When you write your first draft you need to be free to explore, develop and try out new ideas and approaches. Your work will grow naturally and will be less structured and more expansive. Worrying too much about making your first draft perfect may slow your progress and restrict your thinking. You can refine your writing later on.
It is important that you leave time to revise, edit and proofread your writing. We suggest that you:
- build it into your overall plan and timings
- leave a day between each stage of the process so you can look again at the content with fresh eyes
- try to read your writing from your audience's point of view.
Revising is about checking the overall structure and coherence of your work, and making sure the contents are relevant to the topic.
First of all, you should read your work from start to finish, to help you think about the structure of the argument.

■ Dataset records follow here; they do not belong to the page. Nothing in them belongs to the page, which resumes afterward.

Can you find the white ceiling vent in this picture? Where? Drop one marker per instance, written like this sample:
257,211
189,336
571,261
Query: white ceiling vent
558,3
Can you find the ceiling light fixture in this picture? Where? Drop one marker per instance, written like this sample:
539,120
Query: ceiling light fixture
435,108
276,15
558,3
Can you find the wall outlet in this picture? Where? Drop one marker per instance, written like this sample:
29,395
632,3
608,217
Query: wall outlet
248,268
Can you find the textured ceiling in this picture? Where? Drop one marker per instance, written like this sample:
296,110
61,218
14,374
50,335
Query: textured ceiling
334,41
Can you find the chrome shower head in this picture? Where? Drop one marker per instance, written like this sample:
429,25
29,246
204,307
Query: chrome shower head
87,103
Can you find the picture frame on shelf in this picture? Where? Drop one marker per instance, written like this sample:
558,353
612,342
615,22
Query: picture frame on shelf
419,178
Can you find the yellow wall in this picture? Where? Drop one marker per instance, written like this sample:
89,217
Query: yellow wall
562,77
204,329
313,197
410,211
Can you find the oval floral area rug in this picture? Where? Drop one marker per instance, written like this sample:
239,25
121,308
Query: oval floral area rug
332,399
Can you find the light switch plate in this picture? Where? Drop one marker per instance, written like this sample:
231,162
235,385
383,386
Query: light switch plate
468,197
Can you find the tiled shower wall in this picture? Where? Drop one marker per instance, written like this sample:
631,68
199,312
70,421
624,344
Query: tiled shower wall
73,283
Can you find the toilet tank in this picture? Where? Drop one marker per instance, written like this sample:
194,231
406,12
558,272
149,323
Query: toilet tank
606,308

You might find that you want to move paragraphs or sections to a different place to make the argument flow better.
This is also when you should check that each paragraph helps answer the question and contains some critical analysis.
- Have I answered the question?
- Is there a coherent and logical argument?

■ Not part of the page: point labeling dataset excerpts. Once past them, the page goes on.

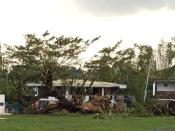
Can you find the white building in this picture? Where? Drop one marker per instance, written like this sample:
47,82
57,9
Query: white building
164,89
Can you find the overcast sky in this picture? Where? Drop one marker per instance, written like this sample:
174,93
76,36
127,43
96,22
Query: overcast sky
133,21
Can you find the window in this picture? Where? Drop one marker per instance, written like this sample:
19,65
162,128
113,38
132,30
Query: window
165,85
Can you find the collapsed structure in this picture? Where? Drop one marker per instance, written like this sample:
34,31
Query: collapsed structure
87,96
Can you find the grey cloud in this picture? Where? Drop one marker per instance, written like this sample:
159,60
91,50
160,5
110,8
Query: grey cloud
122,6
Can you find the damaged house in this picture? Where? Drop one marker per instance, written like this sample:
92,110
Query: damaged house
97,96
164,93
164,89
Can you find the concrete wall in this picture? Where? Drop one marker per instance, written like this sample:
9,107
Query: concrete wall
165,86
2,104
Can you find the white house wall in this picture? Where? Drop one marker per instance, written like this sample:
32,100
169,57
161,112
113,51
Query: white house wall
162,87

- Does it stay focused on the topic?
- Is it structured to help guide the reader smoothly through your argument?
- Are the introduction and conclusion clear and focused?
Reverse outlining technique
To make revising easier, we recommend the “reverse outlining” technique.
Write the main idea from each paragraph in a numbered list (or on separate sticky notes). Look at the list you have created and check for repetition, coherence, relevance, and whether the ideas are in a logical order. If they are not, rearrange or remove ideas until you reach a structure that makes most sense to you. You can then adjust your written work to match the new structure.
Editing is about checking for sense and accuracy. It is a positive rather than a destructive process, as you are perfecting what you have already written.
When you edit your work, ask yourself:
- Is it clear and readable?
- Does it stay within any word counts?
- Are my sentences in a logical order?
- Have I used signposting vocabulary to show the structure of my argument?
- Have I used the correct academic voice and tenses?